Property	Description
MFPKEY_WMAAECMA_DEVICE_INDEXES	Specifies which audio devices the DMO uses for capturing and rendering audio.
MFPKEY_WMAAECMA_DEVICEPAIR_GUID	Identifies the combination of audio devices that the application is currently using.
MFPKEY_WMAAECMA_DMO_SOURCE_MODE	Specifies whether the DMO uses source mode or filter mode.
MFPKEY_WMAAECMA_FEATR_AES	Specifies how many times the DMO performs acoustic echo suppression (AES) on the residual signal.
MFPKEY_WMAAECMA_FEATR_AGC	Specifies whether the DMO performs automatic gain control.
MFPKEY_WMAAECMA_FEATR_CENTER_CLIP	Specifies whether the DMO performs center clipping.
MFPKEY_WMAAECMA_FEATR_ECHO_LENGTH	Specifies the duration of echo that the acoustic echo cancellation (AEC) algorithm can handle.
MFPKEY_WMAAECMA_FEATR_FRAME_SIZE	Specifies the audio frame size.
MFPKEY_WMAAECMA_FEATR_MICARR_BEAM	Specifies which beam the DMO uses for microphone array processing.
MFPKEY_WMAAECMA_FEATR_MICARR_MODE	Specifies how the DMO performs microphone array processing.
MFPKEY_WMAAECMA_FEATR_MICARR_PREPROC	Specifies whether the DMO performs microphone array preprocessing.
MFPKEY_WMAAECMA_FEATR_NOISE_FILL	Specifies whether the DMO performs noise filling.
MFPKEY_WMAAECMA_FEATR_NS	Specifies whether the DMO performs noise suppression.
MFPKEY_WMAAECMA_FEATR_VAD	Specifies the type of voice activity detection that the DMO performs.
MFPKEY_WMAAECMA_FEATURE_MODE	Enables the application to override the default settings on various properties.
MFPKEY_WMAAECMA_MIC_GAIN_BOUNDER	Specifies whether the DMO applies microphone gain bounding.
MFPKEY_WMAAECMA_MICARRAY_DESCPTR	Specifies the microphone array geometry.
MFPKEY_WMAAECMA_QUALITY_METRICS	Retrieves quality metrics for AEC.
MFPKEY_WMAAECMA_RETRIEVE_TS_STATS	Specifies whether the DMO stores time stamp statistics in the registry.
MFPKEY_WMAAECMA_SYSTEM_MODE	Sets the processing mode.

4. Set the Input and Output Formats

If you are using the DMO in filter mode, set the input format by calling IMediaObject::SetInputType.
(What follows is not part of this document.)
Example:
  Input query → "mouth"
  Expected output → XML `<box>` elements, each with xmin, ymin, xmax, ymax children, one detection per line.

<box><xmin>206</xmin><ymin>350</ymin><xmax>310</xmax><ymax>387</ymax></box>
The input format can be almost any valid uncompressed PCM or IEEE floating-point audio type. If the input format does not match the output format, the DMO automatically performs sample-rate conversion.

If you are using the DMO in source mode, do not set the input format. The DMO automatically configures the input format based on the audio devices.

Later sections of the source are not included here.